23 Toen werd de koning bij zichzelven zeer vrolijk, en zeide, dat men Daniel uit den kuil trekken zou. Toen Daniel uit den kuil opgetrokken was, zo werd er geen schade aan hem gevonden, dewijl hij in zijn God geloofd had.
The king was extremely happy, and he commanded [his servants] to lift me out of the pit. [When they did that, they] saw that the lions had not wounded me at all. [God had protected me] because I trusted in him.
24 Toen beval de koning, en zij brachten die mannen voor, die Daniel overluid beschuldigd hadden, en zij wierpen in den kuil der leeuwen hen, hun kinderen, en hun vrouwen; en zij kwamen niet op den grond des kuils, of de leeuwen heersten over hen, zij vermorzelden ook al hun beenderen.
Then the king commanded that the men who had accused me should be seized and be thrown, along with their wives and children, into the pit where the lions were. [When they were thrown into the pit], the lions leaped on them and crushed their bones before they fell onto the bottom of the pit!
25 Toen schreef de koning Darius aan alle volken, natien en tongen, die op de ganse aarde woonden: Uw vrede worde vermenigvuldigd!
Then King Darius wrote [this message and sent it throughout his kingdom] to the people of every people-group and nation and from all language groups: “I wish/hope that everything is going very well with you!
26 Van mij is een bevel gegeven, dat men in de ganse heerschappij mijns koninkrijks beve en siddere voor het aangezicht van den God van Daniel; want Hij is de levende God, en bestendig in eeuwigheden, en Zijn koninkrijk is niet verderfelijk, en Zijn heerschappij is tot het einde toe.
I command that everyone in my kingdom should fear and revere the God that Daniel [worships]. He is the all-powerful God, and he will live forever. His kingdom will never be destroyed; he will rule forever.
27 Hij verlost en redt, en Hij doet tekenen en wonderen in den hemel en op de aarde; Die heeft Daniel uit het geweld der leeuwen verlost.

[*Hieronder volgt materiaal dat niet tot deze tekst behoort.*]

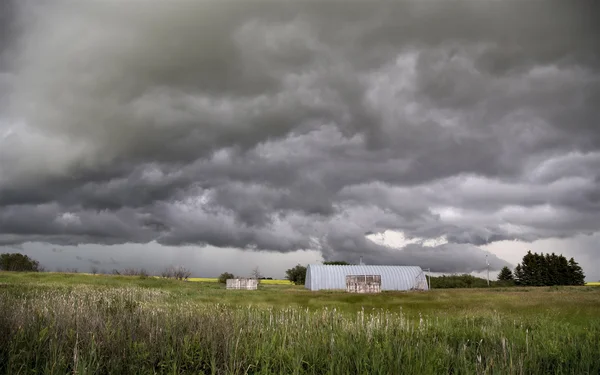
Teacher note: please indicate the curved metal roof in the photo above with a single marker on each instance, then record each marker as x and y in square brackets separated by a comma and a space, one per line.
[322, 276]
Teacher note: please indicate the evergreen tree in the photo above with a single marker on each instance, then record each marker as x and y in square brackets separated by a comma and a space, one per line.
[576, 275]
[518, 275]
[18, 262]
[297, 275]
[549, 269]
[505, 274]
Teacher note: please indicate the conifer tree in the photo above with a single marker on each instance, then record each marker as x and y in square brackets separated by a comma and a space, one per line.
[548, 269]
[505, 274]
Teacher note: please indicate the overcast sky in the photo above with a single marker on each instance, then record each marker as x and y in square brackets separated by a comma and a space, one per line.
[223, 135]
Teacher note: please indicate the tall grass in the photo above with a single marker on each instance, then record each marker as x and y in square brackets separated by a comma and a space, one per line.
[92, 330]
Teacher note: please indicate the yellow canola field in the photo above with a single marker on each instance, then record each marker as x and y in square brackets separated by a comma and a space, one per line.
[214, 280]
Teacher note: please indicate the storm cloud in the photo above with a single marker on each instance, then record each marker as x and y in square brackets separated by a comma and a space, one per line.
[284, 126]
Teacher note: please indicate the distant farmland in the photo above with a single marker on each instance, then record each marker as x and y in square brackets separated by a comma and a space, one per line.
[83, 324]
[215, 280]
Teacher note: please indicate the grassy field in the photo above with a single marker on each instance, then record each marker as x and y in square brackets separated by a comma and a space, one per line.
[58, 324]
[215, 280]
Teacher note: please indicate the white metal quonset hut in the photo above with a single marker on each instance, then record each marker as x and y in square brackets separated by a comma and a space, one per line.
[321, 276]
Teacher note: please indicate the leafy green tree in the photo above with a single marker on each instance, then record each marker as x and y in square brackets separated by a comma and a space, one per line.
[18, 262]
[297, 275]
[224, 276]
[505, 275]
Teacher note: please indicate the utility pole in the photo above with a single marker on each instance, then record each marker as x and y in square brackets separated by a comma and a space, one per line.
[488, 268]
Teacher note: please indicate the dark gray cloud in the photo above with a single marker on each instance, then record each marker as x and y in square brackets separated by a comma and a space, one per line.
[293, 126]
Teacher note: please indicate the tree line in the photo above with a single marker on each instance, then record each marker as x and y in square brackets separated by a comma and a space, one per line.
[544, 270]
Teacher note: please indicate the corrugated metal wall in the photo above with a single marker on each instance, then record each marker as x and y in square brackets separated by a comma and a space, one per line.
[320, 276]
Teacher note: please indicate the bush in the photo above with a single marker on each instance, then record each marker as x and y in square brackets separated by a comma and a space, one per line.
[297, 275]
[224, 276]
[179, 273]
[18, 262]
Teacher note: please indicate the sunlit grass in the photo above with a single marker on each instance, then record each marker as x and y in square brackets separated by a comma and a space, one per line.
[161, 327]
[214, 280]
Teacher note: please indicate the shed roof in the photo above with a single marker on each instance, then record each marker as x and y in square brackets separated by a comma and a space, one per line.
[324, 276]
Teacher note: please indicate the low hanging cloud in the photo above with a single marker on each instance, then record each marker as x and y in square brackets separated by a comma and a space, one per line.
[293, 126]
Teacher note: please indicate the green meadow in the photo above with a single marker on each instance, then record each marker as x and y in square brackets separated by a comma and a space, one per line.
[84, 324]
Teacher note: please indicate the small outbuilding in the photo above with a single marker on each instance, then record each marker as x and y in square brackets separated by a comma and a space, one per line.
[333, 277]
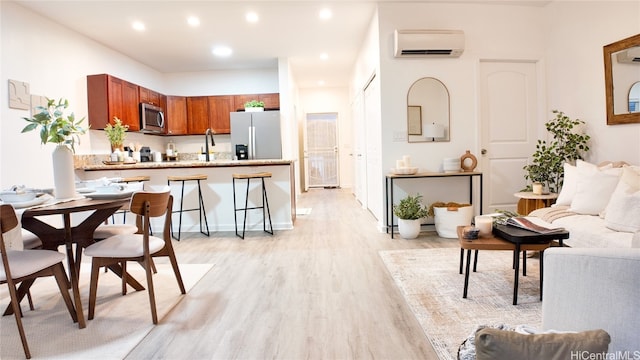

He rescues and saves [his people]. He performs all kinds of miracles in heaven and on the earth. He rescued Daniel from the power of the lions!”
28 Deze Daniel nu had voorspoed in het koninkrijk van Darius, en in het koninkrijk van Kores, den Perziaan.
So I was successful [all] during the time that Darius ruled and during the time that Cyrus, [the King] of Persia, ruled.